“The whole point of the march is to feel union and show union, demonstrate that we’re strong, we’re together, that we’re going to be OK,” she said before the rally.
In the morning, she was on the phone with her mother in Ukraine, overhearing the sound of air-raid sirens. It was time for her mother and father, along with the dozens of fellow Ukrainians they were hosting at their home outside Kyiv, to seek safety in a shelter. “We have no idea what’s going to happen,” Ms. Zlotnikova said.
During the event, during which dozens of people held sunflowers, Ukraine’s national flower, organizers spoke out for compassion and peace despite what they said was a cruel, inhumane attack from Russia.

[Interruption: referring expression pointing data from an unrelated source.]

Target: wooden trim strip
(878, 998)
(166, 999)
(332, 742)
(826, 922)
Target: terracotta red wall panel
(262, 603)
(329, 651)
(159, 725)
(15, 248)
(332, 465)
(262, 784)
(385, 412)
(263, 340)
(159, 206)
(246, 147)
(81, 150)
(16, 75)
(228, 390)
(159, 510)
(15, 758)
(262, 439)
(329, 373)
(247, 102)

“The evil hearts of those who initiated this are poisoned with hatred,” one organizer said. “But hate will always lose to love.”
On a warm, sunny day in Apopka, Fla., a community outside Orlando, what was originally planned as a gleeful weekend festival celebrating the culture of Ukraine became something far different.
There were the usual hallmarks of a happy gathering: a bandura player plucked at his instrument on an amphitheater stage. Pierogies and holopchi sold under a makeshift tent. Families dressed in yellow and blue. But instead of joy, there were red-rimmed eyes, deep sighs, fatigue and fear.
“All of my friends and family are in Ukraine,” said Myroslava Semerey, 58, tears dripping down her face. She came from Washington, D.C., to sell clothes and baubles at the festival, but by the time she arrived, the three-day event had turned into part rally, part vigil.